November 15, 2003

More troubling voter technology evidence from California recount statistics

As we know, exit polling showed a 2.6% intentional undervote rate on question 1 of the California recall. The average state final figures show an average undervote rate of 4.6%. I had been using the preliminary figures from the state to argue that the ACLU was right in challenging the punch card voting in six California counties, because of their much higher than average vote count. The final statistics vindicate the ACLU. Los Angeles, the largest county, had an 8.9% undervote figure. (Disclosure: I filed a brief supporting the ACLU in this case.)

Anthony Argyriou and Eugene Volokh point out an equally disturbing trend: an underrate of 0 in three counties (Alameda, Kern, and Plumas), all of which used Diebold-made voting machines. See the Secretary of State's undervote figures here.

Alameda and Plumas were the only counties to use Diebold DRE machines. Kern used Diebold-made optical scan machines. Other counties using those same types of machines as Kern had more typical undervote rates. (Here is the list of voting machines by county.)

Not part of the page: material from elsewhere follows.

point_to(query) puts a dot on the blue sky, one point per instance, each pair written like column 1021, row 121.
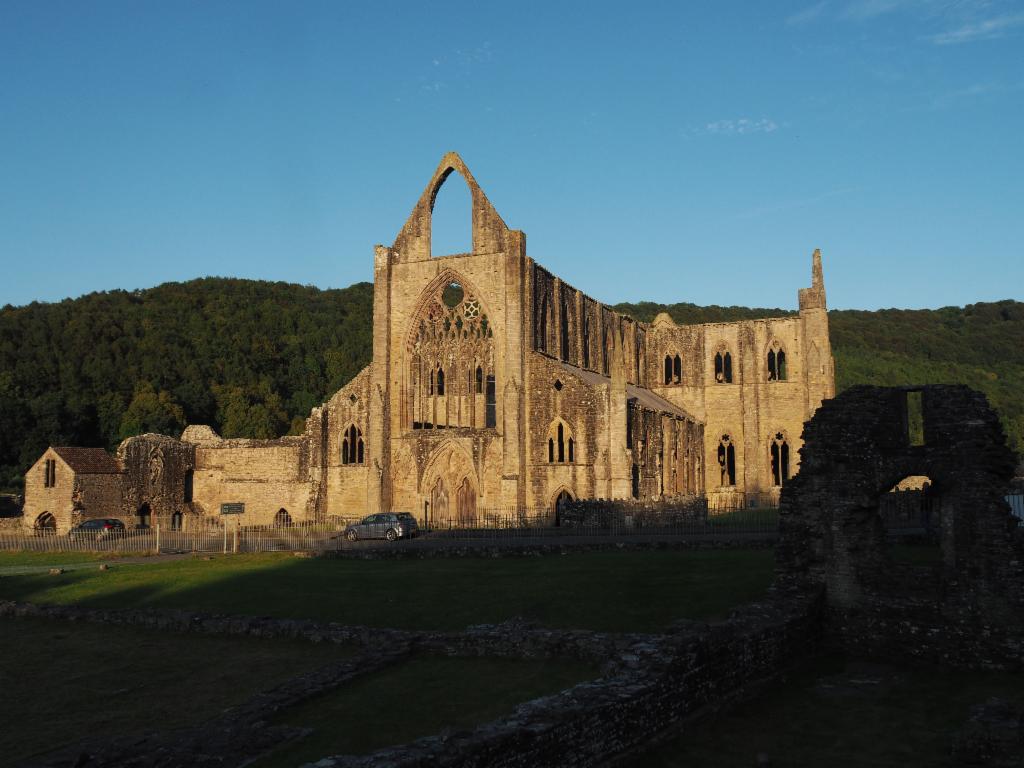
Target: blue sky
column 669, row 152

What does this tell us? First, an investigation is absolutely essential. I recall that preliminary figures gave Alameda a 0.4% undervote rate on the first question. How did this change? Are there any factors other than malfunctioning voting technology that might explain this result? One thing that anecdotal evidence suggests is that because the touch screen prompts voters to avoid unintentional undervoting, it might prompt voters who intended to undervote not to do so---perhaps in an effort to finish voting and leave the polling place.

Is this an argument for the need for a voter verified paper trail? I think we need to wait to hear what the experts from NIST tell us after their conference. Most unusual is the result from Kern using the optical scan ballots. Because the result is inconsistent with the results reported from other counties using the same technology, the explanation likely is not the vote casting machinery. Perhaps there was a problem with the vote counting machinery in Kern.

As I said, the most important thing is an investigation, and a quick one. If there are problems that can be identified and resolved before the 2004 elections, we would all be better off.